He adds: “I believe everyone wants to contribute to society in one way or another and be independent, and this is our way of making that possible for them.”
On the environmental sustainability front, Gundog Estate is undertaking a natural regeneration project at the family farm in Gundaroo.
“The property was previously used for sheep grazing, so we are working on re-establishing the natural flora and fauna,” explains Burton.
“The partnership we have with 15 Trees has also provided a range of environmental sustainability opportunities. We plant a tree for everyone who joins our wine club, buy 10 trees for each staff member at the end of every year, and also encourage members and customers to buy trees as they purchase our wine.
‘All of this contributes to the many rehabilitation sites 15 Trees has across the country.”
Gundog Estate is also shifting to organic management of the vineyard, and working towards becoming a carbon neutral business by the end of 2020.
When it comes to economic sustainability, Burton feels it is an issue that can easily be overlooked, when it is often imperative in driving the other two sustainability pillars.
“Sustainability is circular,’’ he says. ‘‘You can’t have one element without the other. If you don’t have the funds, resources or culture to chase environmental and social sustainability, you’re at a loss.
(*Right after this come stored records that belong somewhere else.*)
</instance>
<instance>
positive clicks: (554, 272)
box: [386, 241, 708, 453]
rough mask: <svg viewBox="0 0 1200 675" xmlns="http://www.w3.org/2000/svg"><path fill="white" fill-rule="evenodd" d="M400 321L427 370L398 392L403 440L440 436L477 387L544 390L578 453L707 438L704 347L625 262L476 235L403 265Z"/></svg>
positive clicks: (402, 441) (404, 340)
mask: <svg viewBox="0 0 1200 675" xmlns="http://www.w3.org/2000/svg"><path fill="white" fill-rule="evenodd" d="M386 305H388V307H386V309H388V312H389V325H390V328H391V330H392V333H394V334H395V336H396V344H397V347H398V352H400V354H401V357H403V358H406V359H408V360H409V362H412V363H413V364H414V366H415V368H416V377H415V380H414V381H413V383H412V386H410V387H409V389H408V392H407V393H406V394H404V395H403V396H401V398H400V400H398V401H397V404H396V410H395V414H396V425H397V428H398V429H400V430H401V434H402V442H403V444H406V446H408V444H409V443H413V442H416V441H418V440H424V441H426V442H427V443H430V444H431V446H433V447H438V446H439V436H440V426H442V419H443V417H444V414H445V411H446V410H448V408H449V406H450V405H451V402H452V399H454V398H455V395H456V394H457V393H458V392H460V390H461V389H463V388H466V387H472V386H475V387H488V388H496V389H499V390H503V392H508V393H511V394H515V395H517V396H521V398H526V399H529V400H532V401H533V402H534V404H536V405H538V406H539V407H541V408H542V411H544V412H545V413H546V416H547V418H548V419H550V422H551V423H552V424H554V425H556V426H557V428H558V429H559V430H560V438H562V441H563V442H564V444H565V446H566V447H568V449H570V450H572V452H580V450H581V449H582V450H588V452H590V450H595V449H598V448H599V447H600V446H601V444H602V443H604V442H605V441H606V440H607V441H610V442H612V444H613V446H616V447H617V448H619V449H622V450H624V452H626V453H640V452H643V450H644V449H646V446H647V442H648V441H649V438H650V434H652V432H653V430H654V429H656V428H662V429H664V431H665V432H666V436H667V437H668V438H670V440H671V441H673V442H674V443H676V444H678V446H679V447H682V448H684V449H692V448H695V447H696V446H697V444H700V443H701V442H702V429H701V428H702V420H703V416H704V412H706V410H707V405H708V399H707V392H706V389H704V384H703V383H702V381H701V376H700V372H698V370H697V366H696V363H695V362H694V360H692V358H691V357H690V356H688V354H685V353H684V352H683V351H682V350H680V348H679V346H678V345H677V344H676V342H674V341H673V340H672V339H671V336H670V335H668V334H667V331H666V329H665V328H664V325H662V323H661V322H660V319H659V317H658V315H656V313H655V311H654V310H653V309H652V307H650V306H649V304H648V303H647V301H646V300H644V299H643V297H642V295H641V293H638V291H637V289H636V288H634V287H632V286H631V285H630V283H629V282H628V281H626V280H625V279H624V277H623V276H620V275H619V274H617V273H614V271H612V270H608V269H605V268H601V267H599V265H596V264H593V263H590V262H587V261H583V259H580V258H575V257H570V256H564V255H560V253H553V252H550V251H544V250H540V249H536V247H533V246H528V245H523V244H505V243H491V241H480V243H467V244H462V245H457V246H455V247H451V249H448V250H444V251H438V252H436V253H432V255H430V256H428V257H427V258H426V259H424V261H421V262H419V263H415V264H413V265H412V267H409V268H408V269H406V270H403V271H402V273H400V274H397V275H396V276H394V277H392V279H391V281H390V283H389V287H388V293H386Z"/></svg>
“Our approach to business aims to combine sustainable long-term growth with positive outcomes for the community, environment and business stakeholders alike. This is why we look to longer term horizons rather than focusing on short-term profitability.
“Keeping sustainability at the core of our business has delivered so many positive outcomes, and continues to drive our team’s creativity and productivity, ensuring we are doing what we can for generations to come.”